Jakarta (ANTARA) - Pakar Transportasi Institut Teknologi Bandung  (ITB) Sony Sulaksono Wibowo menilai persoalan tol laut masih menjadi pekerjaan rumah bagi pemerintah, khususnya Kementerian Perhubungan.

Sony kepada Antara di Jakarta, Kamis menjelaskan perlu adanya konsep yang jelas dengan terminologi yang tepat dengan parameter serta indikator-indikatornya agar sektor terkait lain, baik di lingkungan/ lembaga terkait, dan pemerintah daerah dapat mensinergikan program-program terkait dengan tol laut.

“Saat ini istilah tol laut identik dengan ‘port to port connection’ yang memang masuk dalam lingkup tanggung jawab Kemenhub. Namun, ini kurang tepat karena ‘delivery’ barang tidak berasal dan berakhir di ‘port’ (pelabuhan).

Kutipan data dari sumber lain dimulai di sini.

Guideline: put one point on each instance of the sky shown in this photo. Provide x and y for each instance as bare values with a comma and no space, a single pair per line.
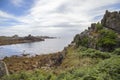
51,17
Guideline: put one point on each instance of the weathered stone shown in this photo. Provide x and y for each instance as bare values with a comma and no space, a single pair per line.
3,69
111,20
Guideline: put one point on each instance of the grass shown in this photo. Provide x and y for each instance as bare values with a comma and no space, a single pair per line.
79,64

Transportasi harus bicara utuh dari ‘door to door’ dari ‘factory to retail’ dan seterusnya,” katanya.

Baca juga: Kemenhub klaim tol laut berhasil tingkatkan konektivitas

Ia menambahkan transportasi harus memperhatikan aspek aksesibilitas dan bagaimana konsep integrase aksesibilitas dan “port to port” (dari pelabuhan ke pelabuhan) disusun sedemikian rupa, sehingga urutannya (chain) jelasyang kemudian diterjemahkan ke dalam lingkung dan tanggung jawab sektor terkait.

“Isu ini penting karena pengalaman lima tahun sebelumnya, khususnya daerah, melihat tol laut hanya masalah bangun pelabuhan dan tidak sampai pada ‘delivery’-nya,” katanya.

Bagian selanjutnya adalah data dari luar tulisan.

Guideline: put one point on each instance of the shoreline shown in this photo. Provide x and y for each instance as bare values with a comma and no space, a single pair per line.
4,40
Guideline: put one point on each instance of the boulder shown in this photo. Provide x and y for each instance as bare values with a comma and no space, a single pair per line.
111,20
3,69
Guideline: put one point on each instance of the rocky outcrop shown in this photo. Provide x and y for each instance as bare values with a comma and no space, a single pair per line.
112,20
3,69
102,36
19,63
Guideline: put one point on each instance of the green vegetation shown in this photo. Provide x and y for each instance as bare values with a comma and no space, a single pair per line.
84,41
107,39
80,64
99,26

Menurut dia, pembahasan tol laut dan tol udara tidak bisa dipisahkan dari isu akses, sistem distribusi barang dan jaringan jalan dan sistem pengangkutan yang saat ini gencar dilakukan penataan atas pelanggaran kelebihan muatan dan kelebihan dimensi (ODOL).

Baca juga: Optimalkan peran tol laut, Kemenhub jajaki gandeng e-commerce

“Tol laut dan tol udara sebenarnya bisa menjadi pintu masuk penataan sistem logistik nasional, sistem jaringan transportasi dan lainnya,” katanya.

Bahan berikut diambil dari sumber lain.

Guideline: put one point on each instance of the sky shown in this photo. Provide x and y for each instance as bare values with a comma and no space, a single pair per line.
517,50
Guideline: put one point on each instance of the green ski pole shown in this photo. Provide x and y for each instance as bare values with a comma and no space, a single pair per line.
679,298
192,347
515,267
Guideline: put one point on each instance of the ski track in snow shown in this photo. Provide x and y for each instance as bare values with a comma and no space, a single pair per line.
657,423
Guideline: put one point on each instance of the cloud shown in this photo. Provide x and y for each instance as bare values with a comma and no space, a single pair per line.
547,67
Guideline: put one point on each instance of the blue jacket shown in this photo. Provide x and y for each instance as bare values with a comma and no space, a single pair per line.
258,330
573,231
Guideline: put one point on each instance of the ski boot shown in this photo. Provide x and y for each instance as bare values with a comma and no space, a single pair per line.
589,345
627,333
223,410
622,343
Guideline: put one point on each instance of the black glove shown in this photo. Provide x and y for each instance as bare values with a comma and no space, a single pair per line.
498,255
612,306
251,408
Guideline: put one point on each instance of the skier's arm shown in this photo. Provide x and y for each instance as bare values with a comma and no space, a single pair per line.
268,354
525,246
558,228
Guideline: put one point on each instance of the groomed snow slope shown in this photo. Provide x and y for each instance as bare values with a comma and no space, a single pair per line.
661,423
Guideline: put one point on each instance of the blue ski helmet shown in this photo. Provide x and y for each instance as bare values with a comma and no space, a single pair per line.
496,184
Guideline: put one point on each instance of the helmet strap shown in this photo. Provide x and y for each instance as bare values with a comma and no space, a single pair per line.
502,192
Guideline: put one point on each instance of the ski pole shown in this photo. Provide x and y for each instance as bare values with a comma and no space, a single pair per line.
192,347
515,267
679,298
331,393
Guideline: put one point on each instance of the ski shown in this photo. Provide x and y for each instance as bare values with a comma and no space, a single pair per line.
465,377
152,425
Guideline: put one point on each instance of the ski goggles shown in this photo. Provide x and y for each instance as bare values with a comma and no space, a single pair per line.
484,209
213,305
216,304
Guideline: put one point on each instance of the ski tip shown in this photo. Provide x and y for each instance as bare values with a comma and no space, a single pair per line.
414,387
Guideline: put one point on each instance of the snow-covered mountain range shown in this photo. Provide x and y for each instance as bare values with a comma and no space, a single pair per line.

Kelancaran distribusi logistik dipengaruhi oleh kondisi infrastruktur transportasi dan inerja infrastruktur logistik masih rendah.

Menurut World Bank (2018), posisi Indonesia pada Logistik Performance Index (LPI) di urutan ke 54. Sementara peringkat Malaysia urutan ke 40, Thailand 41, Vietnam 47 dan Filipina 67. Biaya logistik masih tinggi (presentase terhadap PDB).

Untuk Indonesia masih 24 persen, sementara Singapura delapan persen, Malaysia 13 persen, China 15 pesen, Jepang sembilan persen, Korea Selatan sembilan persen, India 13 persen, Eropa sembilan persen dan Amerika Serikat delapan persen.

Angkutan barang masih mendominasi menggunakan prasarana jalan, yakni sebesar 75,3 persen. Sementara barang yang diangkut melalui jalan rel 0,25 persen, laut 24,2 persen dan udara 1,1 persen.